# Does anyone else have a Mamas & Papas Morph Carrier? Recalled?



## Sarahwoo

I also posted this in Baby Club but I though I should post in here too in case anyone else has this carrrier . . . . 

I just wondered if anyone else has a Mamas & Papas Morph?

We bought one when Oliver was small and ended up taking it back a few weeks later because one of the fasteners broke while he was in it We took it back to store and the manager was absolutley awful, really, really rude and unhelpful, and we ended up dealing with customer services who agreed to take it back and refund us, after a few hours wasted in store and goodness knows how long spent on the phone.

So this was all a few months ago now . . . but this week we were sent another harness. There was a letter with it saying that they have discovered that the weight they will take is 12kg and not 15kg, so they are replacing the harnesses as they weights printed on them are wrong. They have also changed the fastener design (the one that broke on our sling - we argued at the time that it was a design fault). They also ask us to return the original harness but obviously we can't do that as they already have it.
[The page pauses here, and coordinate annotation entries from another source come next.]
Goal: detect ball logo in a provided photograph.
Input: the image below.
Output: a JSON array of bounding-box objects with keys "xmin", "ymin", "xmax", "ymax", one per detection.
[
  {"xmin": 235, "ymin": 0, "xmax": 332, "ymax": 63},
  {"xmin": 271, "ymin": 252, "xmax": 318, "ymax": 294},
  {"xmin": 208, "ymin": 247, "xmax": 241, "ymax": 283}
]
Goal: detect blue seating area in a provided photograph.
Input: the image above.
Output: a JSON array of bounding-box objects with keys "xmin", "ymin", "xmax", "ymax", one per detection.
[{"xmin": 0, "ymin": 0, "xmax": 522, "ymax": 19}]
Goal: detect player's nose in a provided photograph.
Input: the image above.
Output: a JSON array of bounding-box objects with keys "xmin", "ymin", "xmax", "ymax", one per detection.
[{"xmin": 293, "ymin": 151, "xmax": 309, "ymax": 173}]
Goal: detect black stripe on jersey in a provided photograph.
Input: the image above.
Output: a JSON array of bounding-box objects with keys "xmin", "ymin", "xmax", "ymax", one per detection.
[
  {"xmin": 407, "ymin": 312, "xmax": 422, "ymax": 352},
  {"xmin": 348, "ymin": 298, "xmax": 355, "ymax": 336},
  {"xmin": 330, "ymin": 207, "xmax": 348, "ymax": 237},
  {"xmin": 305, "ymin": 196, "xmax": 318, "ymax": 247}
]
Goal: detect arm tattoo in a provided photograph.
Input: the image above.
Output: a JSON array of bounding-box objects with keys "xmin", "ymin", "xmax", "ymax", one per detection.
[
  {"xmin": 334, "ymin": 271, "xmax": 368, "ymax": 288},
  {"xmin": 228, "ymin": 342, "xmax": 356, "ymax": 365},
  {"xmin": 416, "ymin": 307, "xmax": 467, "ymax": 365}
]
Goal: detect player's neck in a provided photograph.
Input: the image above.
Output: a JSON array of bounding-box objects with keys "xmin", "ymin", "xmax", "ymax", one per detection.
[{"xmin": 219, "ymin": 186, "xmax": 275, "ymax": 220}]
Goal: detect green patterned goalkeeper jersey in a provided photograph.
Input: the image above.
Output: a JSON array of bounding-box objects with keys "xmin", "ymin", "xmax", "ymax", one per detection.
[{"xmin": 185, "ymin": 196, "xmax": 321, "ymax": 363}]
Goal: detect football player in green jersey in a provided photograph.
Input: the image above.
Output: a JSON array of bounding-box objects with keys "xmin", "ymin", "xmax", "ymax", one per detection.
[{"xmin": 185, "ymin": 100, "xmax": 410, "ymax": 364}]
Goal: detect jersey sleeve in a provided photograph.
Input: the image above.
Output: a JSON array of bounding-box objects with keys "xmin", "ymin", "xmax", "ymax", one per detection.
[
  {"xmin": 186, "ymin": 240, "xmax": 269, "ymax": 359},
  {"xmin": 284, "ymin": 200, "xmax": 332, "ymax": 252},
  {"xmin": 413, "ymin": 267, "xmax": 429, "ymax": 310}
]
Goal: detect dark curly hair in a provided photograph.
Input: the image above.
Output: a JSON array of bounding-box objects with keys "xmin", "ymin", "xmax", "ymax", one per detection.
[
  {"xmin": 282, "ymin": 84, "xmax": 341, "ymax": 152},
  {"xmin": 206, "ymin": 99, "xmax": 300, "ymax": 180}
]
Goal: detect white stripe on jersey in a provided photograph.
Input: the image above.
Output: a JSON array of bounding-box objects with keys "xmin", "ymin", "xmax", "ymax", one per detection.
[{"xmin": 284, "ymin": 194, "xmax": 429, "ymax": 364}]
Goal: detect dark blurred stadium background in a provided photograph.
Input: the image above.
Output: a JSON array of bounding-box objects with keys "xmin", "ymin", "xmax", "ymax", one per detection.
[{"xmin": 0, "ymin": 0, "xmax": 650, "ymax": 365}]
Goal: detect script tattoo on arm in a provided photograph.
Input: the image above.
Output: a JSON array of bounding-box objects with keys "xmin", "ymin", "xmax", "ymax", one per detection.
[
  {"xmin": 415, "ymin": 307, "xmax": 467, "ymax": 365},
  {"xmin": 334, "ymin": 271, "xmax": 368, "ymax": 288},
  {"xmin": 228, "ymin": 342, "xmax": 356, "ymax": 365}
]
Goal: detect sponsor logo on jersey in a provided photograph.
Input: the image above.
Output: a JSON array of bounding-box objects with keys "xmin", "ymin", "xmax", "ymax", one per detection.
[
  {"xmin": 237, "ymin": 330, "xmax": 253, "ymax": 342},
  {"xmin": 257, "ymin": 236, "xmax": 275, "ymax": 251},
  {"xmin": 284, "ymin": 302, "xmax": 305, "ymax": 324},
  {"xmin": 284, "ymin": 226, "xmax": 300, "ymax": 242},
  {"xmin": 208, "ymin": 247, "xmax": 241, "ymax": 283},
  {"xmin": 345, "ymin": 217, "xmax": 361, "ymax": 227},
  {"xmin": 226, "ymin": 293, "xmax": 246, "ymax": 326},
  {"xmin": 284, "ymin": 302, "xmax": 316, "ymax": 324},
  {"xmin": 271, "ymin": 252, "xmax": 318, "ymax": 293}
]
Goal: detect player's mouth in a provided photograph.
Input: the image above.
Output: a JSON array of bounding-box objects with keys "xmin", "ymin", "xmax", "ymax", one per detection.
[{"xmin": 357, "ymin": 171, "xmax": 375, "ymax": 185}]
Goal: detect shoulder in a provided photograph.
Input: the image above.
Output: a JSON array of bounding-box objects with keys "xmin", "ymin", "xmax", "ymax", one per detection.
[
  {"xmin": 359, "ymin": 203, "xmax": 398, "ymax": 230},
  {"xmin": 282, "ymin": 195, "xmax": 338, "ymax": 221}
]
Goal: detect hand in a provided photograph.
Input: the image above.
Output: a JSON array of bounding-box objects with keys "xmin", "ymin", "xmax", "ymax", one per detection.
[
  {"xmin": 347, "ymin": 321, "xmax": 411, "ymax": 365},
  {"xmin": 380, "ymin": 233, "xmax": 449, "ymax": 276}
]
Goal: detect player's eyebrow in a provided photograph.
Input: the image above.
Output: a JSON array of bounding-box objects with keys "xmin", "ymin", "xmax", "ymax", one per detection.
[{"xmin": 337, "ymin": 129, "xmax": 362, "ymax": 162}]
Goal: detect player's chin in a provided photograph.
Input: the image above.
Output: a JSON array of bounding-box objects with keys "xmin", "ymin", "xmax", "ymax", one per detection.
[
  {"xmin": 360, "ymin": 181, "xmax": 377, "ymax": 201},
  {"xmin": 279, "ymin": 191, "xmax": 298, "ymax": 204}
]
So I just wondered if anyone else had had issues with their Morph? And obviously if you've bought one and not had a new harness sent I would contact M&P's right away.


----------



## lindum

Avoid this product - looks great but it is hugely expensive and impractical - the liner doesn't properly fit the carrier, and even worse after just 1 hours use the edge cut into our baby's thighs. Dealing with M and P is a nightmare as they pass you on to someone in head office who will not admit there is an issue. Finally just putting the thing on requires at least seven different clips to be clipped and some are very tight - takes forever. If you see one - looks great but pass on by


----------